Bagi Amani, anak berusia 24 tahun dari London, pindah mungkin saja secara finansial mungkin saja dengan pekerjaannya, namun dia masih merasa tidak pasti. “Mungkin saja itu adalah pandemi namun saya tak henti-hentinya menemukan diri saya mengkhawatirkan hal -hal itu dapat salah, “ujarnya.” Bagaimana andai saya kehilangan pekerjaan? Bagaimana andai saya mempunyai teman flat yang mengerikan? ”
“Ketika Anda lihat observasi, (kecemasan adalah salah satu efek yang tersisa dari pandemi,” tutur Dignan. Menurut Dignan, pandemi berfungsi sebagai bukti bahwa segala sesuatu dapat salah. “Dan itu tentang rentang usia tertentu antara sekitar 18 mencapai 25 (mereka telah lihat itu) yang tidak pernah terdengar melakukan terjadi. Tak ada yang dapat meramalkan pandemi. Jadi itu memberikan validasi pada ketakutan itu bahwa yang belum pernah terjadi pasti terjadi. ” Pada gilirannya, dengan jumlah besar orang muda mungkin saja secara tidak sadar berusaha untuk menghindari situasi yang tidak bisa diperkirakan di mana segala sesuatu dapat salah.
Lalu ada fakta bahwa kecemasan semacam ini dapat … yah … membuat Anda merasa lebih cemas hanya sebab Anda tidak berada di tempat yang Anda pikir seharusnya. Amani berkata, “Ini ketakutan yang nyata, tapi aku tak henti-hentinya merasa seperti aku gagal.” Jess juga dulu keras pada dirinya sendiri sebab merasa cemas meninggalkan rumah. “Sangat sulit untuk menghilangkan rasa malu dan stigma sosial yang datang dengan tidak pindah,” ujarnya.
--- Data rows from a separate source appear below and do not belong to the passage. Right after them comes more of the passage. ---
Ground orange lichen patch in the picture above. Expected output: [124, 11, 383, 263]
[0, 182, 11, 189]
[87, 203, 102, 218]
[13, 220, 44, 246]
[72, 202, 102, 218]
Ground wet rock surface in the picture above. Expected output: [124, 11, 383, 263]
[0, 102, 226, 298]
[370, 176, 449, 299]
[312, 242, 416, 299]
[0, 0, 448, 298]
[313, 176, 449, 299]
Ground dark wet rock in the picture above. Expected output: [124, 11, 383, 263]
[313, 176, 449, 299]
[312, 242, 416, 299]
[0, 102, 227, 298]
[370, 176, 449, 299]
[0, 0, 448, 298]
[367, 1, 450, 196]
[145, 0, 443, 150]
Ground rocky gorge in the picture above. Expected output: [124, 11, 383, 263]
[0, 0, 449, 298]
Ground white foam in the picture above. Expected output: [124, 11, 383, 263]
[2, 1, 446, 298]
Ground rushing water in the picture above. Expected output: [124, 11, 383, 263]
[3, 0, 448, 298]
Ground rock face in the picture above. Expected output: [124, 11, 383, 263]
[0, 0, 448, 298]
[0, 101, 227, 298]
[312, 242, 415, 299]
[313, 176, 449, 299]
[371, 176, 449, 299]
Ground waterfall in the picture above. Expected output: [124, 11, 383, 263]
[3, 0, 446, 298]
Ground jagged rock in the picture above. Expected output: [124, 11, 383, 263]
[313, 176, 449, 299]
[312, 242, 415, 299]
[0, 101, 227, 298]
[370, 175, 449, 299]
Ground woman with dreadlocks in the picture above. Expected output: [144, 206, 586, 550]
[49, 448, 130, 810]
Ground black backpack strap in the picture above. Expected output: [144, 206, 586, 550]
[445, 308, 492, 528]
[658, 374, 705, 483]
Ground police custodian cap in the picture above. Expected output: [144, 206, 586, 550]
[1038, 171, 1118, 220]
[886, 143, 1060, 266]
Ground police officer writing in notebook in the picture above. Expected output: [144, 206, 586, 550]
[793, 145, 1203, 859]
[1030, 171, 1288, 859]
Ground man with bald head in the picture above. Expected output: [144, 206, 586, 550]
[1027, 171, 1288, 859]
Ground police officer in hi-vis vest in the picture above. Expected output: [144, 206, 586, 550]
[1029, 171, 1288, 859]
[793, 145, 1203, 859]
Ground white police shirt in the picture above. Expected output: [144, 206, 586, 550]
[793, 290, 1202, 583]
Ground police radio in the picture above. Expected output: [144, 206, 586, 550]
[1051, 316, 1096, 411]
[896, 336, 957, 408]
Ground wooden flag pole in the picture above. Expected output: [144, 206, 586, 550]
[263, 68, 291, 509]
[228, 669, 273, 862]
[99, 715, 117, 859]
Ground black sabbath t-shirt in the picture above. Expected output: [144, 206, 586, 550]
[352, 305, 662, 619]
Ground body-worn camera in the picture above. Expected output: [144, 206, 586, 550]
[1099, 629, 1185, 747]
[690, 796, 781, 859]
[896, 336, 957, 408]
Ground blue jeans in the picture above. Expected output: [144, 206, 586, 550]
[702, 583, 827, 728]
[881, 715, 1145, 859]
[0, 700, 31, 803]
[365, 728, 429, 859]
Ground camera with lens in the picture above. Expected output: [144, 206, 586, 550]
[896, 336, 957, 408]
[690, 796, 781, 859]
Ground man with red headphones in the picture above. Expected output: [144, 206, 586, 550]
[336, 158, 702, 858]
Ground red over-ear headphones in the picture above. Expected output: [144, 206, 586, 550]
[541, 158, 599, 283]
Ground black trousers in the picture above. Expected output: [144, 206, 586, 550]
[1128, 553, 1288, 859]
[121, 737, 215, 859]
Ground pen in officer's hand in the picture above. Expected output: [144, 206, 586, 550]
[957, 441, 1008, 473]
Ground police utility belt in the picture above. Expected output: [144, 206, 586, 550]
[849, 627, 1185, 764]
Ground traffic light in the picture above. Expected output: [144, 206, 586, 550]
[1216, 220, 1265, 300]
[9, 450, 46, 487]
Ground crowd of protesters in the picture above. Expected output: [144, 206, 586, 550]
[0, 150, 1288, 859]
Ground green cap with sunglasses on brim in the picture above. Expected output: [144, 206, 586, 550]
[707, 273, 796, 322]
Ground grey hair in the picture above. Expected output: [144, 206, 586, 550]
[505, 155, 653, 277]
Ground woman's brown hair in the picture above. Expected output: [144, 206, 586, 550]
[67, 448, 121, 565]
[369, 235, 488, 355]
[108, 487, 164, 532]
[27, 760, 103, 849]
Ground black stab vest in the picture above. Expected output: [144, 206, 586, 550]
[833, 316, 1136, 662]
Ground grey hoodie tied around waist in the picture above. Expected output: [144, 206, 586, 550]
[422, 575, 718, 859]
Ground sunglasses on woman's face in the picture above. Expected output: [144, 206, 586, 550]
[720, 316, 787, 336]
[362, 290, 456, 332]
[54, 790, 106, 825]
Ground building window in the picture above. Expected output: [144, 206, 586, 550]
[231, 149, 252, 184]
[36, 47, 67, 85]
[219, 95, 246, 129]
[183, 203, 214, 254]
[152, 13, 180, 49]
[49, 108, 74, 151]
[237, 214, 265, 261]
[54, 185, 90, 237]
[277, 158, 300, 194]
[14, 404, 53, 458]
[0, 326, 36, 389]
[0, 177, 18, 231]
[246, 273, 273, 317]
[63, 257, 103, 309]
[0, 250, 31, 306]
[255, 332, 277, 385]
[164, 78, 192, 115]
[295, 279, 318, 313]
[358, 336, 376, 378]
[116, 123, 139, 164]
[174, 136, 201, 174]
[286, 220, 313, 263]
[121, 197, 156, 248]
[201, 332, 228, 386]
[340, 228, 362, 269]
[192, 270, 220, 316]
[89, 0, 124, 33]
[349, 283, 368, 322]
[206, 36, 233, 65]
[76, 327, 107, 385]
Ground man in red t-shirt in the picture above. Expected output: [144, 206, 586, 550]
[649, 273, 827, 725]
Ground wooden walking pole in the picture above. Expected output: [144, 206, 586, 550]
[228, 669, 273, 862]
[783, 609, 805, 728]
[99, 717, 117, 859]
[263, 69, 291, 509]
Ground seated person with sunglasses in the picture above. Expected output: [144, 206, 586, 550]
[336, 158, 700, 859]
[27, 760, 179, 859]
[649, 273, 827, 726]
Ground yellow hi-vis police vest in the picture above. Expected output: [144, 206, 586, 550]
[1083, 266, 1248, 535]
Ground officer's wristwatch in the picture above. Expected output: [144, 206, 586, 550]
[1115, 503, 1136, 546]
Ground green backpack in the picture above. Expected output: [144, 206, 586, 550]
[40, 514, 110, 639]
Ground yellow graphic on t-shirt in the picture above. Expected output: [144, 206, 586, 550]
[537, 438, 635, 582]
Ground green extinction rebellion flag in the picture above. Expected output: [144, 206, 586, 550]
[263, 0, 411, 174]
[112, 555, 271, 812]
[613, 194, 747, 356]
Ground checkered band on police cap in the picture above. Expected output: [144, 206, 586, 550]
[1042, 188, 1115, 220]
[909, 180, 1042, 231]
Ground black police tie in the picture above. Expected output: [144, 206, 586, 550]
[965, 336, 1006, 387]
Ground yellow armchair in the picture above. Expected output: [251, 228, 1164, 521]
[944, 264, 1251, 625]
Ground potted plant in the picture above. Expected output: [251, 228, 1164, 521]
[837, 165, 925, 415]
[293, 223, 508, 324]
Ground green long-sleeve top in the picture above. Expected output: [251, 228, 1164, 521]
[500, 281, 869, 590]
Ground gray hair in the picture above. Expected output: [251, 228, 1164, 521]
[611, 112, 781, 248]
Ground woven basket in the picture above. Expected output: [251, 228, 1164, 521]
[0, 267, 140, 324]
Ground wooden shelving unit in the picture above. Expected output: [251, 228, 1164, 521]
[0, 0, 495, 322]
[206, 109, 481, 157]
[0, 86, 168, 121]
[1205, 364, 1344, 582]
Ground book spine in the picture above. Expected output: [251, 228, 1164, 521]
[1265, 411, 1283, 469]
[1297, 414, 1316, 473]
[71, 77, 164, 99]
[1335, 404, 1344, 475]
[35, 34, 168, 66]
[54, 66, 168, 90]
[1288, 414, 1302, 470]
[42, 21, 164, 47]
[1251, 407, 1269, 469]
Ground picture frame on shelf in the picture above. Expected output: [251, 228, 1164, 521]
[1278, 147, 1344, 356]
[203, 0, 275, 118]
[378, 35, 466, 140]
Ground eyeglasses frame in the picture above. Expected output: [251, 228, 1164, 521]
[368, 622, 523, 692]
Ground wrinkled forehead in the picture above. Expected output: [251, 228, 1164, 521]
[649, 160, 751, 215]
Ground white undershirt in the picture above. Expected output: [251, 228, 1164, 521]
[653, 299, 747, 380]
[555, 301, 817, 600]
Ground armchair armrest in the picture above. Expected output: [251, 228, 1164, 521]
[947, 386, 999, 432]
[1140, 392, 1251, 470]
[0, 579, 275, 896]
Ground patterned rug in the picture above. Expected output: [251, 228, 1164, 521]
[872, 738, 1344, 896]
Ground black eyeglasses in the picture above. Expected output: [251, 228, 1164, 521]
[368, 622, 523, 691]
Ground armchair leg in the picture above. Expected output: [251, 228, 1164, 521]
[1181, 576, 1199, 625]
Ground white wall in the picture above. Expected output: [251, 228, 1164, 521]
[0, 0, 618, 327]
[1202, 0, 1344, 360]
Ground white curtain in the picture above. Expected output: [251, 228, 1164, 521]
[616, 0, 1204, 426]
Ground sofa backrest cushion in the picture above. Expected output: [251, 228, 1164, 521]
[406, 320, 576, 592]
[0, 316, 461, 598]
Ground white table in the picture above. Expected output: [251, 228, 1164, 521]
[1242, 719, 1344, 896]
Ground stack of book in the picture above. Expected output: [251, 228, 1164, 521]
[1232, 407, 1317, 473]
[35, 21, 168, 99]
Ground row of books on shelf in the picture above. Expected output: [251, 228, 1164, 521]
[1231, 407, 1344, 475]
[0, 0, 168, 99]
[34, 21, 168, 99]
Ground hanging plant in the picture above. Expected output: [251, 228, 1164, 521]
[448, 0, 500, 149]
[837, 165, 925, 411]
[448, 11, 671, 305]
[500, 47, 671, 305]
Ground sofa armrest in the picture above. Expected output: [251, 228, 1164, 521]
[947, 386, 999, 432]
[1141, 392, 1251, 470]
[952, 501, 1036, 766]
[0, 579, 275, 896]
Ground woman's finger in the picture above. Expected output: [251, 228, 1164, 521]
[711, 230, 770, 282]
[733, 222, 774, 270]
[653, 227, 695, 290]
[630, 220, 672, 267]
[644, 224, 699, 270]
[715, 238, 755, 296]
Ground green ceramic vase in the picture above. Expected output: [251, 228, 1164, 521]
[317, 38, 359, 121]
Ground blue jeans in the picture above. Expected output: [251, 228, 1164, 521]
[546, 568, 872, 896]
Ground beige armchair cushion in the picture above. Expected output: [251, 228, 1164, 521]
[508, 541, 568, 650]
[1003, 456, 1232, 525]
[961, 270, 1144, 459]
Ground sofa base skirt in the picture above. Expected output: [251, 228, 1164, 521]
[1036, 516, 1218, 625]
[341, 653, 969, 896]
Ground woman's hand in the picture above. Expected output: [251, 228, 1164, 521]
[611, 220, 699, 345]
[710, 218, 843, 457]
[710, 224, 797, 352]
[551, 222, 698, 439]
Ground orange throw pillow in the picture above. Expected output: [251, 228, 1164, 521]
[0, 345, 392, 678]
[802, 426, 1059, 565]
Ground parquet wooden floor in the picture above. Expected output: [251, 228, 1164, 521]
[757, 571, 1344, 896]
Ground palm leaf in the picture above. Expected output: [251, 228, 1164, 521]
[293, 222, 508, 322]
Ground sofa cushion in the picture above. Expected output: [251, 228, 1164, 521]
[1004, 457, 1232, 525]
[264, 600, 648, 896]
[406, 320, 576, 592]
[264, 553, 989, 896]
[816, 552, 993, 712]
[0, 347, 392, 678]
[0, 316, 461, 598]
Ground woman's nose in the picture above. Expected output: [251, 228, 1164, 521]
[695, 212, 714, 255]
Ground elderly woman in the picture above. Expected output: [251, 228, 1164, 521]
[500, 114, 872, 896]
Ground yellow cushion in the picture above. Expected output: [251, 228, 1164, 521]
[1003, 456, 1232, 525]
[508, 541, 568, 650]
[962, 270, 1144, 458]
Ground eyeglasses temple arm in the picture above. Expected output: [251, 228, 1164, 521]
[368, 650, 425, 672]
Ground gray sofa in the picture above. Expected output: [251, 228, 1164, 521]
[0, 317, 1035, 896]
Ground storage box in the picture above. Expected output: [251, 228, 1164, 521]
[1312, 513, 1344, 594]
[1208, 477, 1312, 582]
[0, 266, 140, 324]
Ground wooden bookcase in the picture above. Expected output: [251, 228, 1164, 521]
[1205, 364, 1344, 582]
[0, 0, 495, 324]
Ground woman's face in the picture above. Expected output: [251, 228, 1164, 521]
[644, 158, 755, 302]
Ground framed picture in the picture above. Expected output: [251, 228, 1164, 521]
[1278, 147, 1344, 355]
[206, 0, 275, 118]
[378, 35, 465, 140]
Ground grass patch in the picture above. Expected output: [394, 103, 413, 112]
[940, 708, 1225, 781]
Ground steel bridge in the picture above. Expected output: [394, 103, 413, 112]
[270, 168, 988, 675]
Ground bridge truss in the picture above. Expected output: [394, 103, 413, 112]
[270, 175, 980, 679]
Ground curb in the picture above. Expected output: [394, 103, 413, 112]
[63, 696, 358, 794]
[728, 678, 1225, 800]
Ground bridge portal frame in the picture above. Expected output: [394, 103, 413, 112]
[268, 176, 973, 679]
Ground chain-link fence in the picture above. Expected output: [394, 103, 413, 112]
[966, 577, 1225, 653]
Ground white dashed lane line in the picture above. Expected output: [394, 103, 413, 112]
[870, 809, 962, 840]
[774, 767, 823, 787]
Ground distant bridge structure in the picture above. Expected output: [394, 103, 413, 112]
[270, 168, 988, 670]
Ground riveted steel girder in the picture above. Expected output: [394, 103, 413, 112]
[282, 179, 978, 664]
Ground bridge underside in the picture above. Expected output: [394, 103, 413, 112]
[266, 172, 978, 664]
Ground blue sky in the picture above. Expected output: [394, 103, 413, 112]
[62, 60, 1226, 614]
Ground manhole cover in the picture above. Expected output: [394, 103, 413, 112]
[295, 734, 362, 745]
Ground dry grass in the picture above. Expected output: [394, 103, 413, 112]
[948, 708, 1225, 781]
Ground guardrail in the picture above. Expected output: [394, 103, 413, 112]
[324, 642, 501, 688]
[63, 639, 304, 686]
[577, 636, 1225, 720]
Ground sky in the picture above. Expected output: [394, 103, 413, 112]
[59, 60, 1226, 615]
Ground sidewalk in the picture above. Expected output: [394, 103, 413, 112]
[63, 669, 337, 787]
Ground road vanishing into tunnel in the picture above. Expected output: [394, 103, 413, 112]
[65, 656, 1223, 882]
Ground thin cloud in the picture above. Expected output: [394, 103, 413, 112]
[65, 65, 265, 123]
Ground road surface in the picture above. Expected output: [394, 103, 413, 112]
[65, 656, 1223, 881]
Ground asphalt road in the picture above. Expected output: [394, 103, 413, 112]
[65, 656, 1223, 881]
Seperti yang dicatat Armani dan Jess, sulit untuk menerima bahwa semua ketakutan ini bukanlah “masalah Anda” – terutama di zaman media sosial.
“Media sosial adalah tentang perbandingan,” tutur Dignan. Sesekali, konten on-line memberi kita “kehidupan yang tidak realistis. Saya mendengar dengan jumlah besar orang yang lebih muda membandingkan diri mereka sendiri dan berkata, 'Yah, saya belum pada ketika itu, dan semua orang tampaknya akan menikah atau memulai keluarga atau membeli rumah pertama, dan saya belum ada di sana. Jadi entah bagaimana saya kurang.'”
Tetapi, ini tidak dapat lebih jauh dari kebenaran. Ini fakta – ini adalah salah satu masa tersulit – baik secara praktis maupun psikologis – agar cukup berani untuk menerbangkan sarang. Dan dapat dipahami bahwa dengan jumlah besar anak muda menunda langkah besar.